İmparator Kültleri ve Portreleri Salonu
Bu salonda genellikle imparator ve ailelerinin büstleri görülmektedir. ‘Artemis Salonu’ tarafındaki girişin hemen sağındaki heykel, konsül Stephanos’a aittir. Sol tarafta duvardaki Hadrian Tapınağı fotoğrafının iki yanında aynı tapınağın orijinal frizleri görülmektedir. Ortada bulunan sunak Domitian Tapınağı’nın “U” şeklindeki sunağının bir parçasıdır. Üç tarafı kabartmalıdır. Salonun çıkışında İmparator Domitian’ın dev heykelinin bulunan parçaları sergilenmektedir. Ayrıca İmparator Augustus ve karısı Livia’nın heykelleri ve Part Anıtı’nın bazı parçaları da bu salonu süslemektedir.
Hikmet Gürçay Sanat Galerisi
Bu salonda dikkat çeken geçici sergiler ile resim ve el sanatları ürünleri, öğrenci çalışmaları, günümüz resim ve heykel sanatçılarının ürünleri dönüşümlü olarak sergilenmektedir.
Küçük Avlu ve Ön Bahçe
Küçük avluda bir kafeterya yer almakta ve ilgi çekici eserler sergilenmektedir. Müzenin giriş kısmında Hermeros heykeli, ön cephesinde ise girlantlı iki lahit ile gladyatör stelleri yer almaktadır.
Etnografya (Arasta) Bölümü
Müze binasının batısında kalan Saadet Hatun Hamamı’nın, 1972 yılında onarım ve çevre düzenlemesi yapılmış, hamam ve yaşayan el sanatlarından oluşan Etnografya Müzesi olarak düzenlenmiştir. Revaklar, eski Türk çarşılarını çağrıştıran arastalar şeklinde düzenlenip, 1995 yılında ziyaretçilerin beğenisine sunulmuştur. Urgancılık, kantarlar, değirmen taşları,
Türkmen Çadırı gibi sergilemelerin yanında göz boncuğu atölyesi, bakırhane, kılıç vitrini, gülsuyu ve gül yağı üretiminin yapıldığı gülhane, cici berber olarak anılan berber dükkanı, saz evi gibi mekanlarla eski Türk költürü yansıtan bir bölüm oluşturulmuştur.
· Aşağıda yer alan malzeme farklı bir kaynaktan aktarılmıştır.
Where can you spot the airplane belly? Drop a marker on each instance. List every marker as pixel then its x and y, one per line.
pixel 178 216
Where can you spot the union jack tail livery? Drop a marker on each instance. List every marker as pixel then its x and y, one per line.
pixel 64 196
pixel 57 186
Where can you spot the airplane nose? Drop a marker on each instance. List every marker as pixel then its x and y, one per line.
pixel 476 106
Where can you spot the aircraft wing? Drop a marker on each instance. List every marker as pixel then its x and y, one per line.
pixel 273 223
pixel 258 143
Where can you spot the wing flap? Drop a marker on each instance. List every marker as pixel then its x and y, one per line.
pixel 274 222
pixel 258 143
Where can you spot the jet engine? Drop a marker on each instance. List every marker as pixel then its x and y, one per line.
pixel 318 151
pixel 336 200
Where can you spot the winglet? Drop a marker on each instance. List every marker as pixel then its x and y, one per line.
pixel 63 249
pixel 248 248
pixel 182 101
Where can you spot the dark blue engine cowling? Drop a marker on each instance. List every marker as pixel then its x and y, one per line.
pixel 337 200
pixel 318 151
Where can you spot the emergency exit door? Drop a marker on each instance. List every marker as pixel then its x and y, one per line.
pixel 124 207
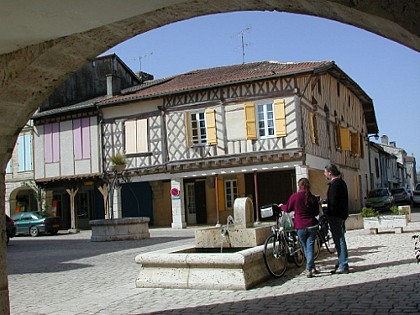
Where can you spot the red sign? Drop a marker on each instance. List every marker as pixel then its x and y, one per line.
pixel 174 192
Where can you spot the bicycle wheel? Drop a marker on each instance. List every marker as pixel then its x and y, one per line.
pixel 328 242
pixel 298 254
pixel 317 246
pixel 275 256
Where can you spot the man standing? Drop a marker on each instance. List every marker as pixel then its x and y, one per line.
pixel 337 213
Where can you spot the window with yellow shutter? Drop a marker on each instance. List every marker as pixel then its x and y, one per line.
pixel 280 116
pixel 337 136
pixel 250 121
pixel 211 126
pixel 345 139
pixel 355 144
pixel 313 128
pixel 265 120
pixel 197 128
pixel 231 192
pixel 136 136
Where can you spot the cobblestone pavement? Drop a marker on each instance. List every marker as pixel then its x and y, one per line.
pixel 68 274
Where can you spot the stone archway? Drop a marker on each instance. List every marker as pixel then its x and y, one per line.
pixel 22 199
pixel 32 68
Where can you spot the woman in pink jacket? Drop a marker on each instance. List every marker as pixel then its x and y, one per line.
pixel 306 208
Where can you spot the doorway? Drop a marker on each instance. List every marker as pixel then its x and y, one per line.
pixel 195 202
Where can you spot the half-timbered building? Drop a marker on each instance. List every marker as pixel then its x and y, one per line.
pixel 196 141
pixel 67 141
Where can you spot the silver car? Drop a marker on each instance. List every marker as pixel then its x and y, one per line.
pixel 401 196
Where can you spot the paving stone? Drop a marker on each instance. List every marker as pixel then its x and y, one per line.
pixel 68 274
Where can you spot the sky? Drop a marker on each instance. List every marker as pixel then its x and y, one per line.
pixel 387 71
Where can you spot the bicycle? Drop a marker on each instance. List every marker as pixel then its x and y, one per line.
pixel 281 246
pixel 324 237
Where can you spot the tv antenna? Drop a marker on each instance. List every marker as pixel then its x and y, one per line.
pixel 243 44
pixel 140 58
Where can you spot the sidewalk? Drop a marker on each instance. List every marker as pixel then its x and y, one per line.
pixel 68 274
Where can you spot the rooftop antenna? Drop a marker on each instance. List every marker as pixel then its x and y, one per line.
pixel 243 44
pixel 140 59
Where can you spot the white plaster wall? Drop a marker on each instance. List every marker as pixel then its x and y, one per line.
pixel 66 149
pixel 131 109
pixel 39 165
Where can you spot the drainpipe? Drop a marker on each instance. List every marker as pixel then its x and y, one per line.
pixel 256 197
pixel 216 187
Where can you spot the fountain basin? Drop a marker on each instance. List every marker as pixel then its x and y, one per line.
pixel 235 237
pixel 184 267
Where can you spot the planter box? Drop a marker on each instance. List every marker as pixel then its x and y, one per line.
pixel 386 222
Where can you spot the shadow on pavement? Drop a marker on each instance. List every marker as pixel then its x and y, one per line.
pixel 397 296
pixel 42 254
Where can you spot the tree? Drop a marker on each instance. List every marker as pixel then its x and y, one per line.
pixel 39 193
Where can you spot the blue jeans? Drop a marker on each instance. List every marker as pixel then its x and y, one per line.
pixel 338 231
pixel 307 239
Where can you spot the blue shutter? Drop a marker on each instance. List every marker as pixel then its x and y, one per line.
pixel 21 153
pixel 28 153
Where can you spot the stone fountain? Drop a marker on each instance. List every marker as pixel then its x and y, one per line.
pixel 226 257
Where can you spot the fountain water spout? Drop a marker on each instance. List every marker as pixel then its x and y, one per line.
pixel 224 232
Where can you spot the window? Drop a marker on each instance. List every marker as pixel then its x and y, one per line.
pixel 313 128
pixel 355 144
pixel 24 153
pixel 201 127
pixel 266 120
pixel 136 136
pixel 198 128
pixel 377 168
pixel 265 116
pixel 81 138
pixel 9 166
pixel 51 143
pixel 231 192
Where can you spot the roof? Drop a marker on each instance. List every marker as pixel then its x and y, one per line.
pixel 235 74
pixel 89 104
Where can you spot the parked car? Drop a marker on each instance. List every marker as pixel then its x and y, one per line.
pixel 379 199
pixel 34 223
pixel 10 229
pixel 401 195
pixel 416 195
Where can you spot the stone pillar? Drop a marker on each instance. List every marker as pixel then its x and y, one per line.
pixel 243 213
pixel 301 172
pixel 72 192
pixel 178 205
pixel 4 290
pixel 116 202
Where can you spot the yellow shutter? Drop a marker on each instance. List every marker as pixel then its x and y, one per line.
pixel 221 194
pixel 280 116
pixel 142 137
pixel 345 139
pixel 211 126
pixel 311 127
pixel 355 145
pixel 338 135
pixel 188 129
pixel 130 136
pixel 356 187
pixel 250 121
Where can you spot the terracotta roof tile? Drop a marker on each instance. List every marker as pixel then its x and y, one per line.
pixel 219 76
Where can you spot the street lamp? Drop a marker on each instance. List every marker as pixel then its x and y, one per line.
pixel 370 167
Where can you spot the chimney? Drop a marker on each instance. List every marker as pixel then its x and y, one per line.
pixel 113 85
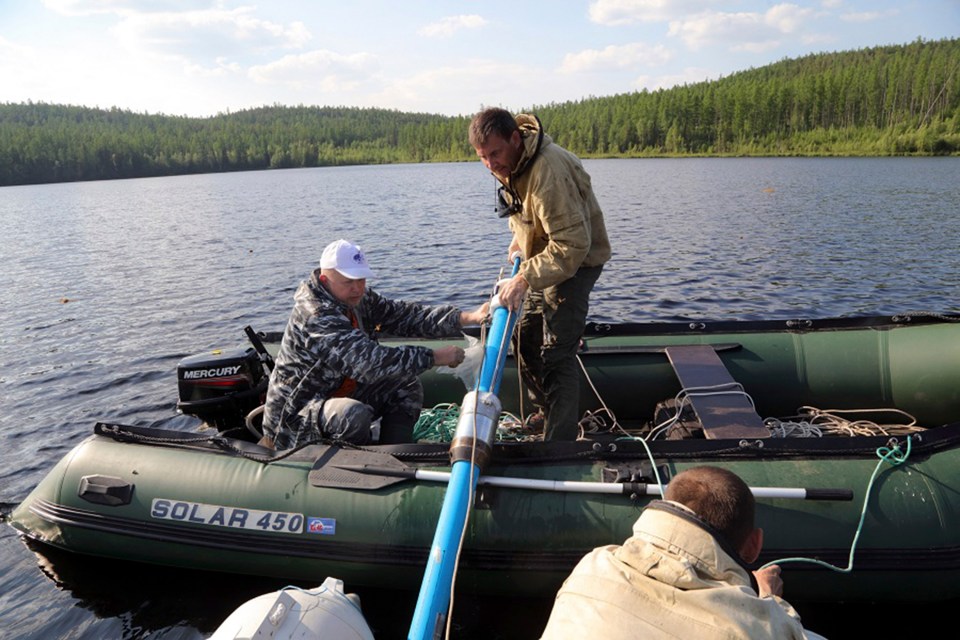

Saadet Hatun Hamamı’nda ise Türk hamam kültürüne ait eserler sergilenmektedir. Müze konferans salonunun da yer aldığı bu bölüm ziyarete kapalıdır. Bazı etkinlik programlarında açılmaktadır.
Türkiye’nin en çok ziyaret edilen müzelerinden Efes Müzesi’nin yılda ortalama 200 bin ziyaretçisi vardır. Haftanın her günü açık olan müzeyi yaz aylarında 08.30-19.00, kış aylarında ise 08.00-17.00 saatleri arasında gezmek mümkün.
Nasıl gidilir?
İzmir’e 74 kilometre uzaklıkta olan Selçuk ilçesine, İzmir otogarından periyodik kalkan minibüslerle veya İzmir garından hareket eden tren seferleriyle ulaşım sağlanabiliyor.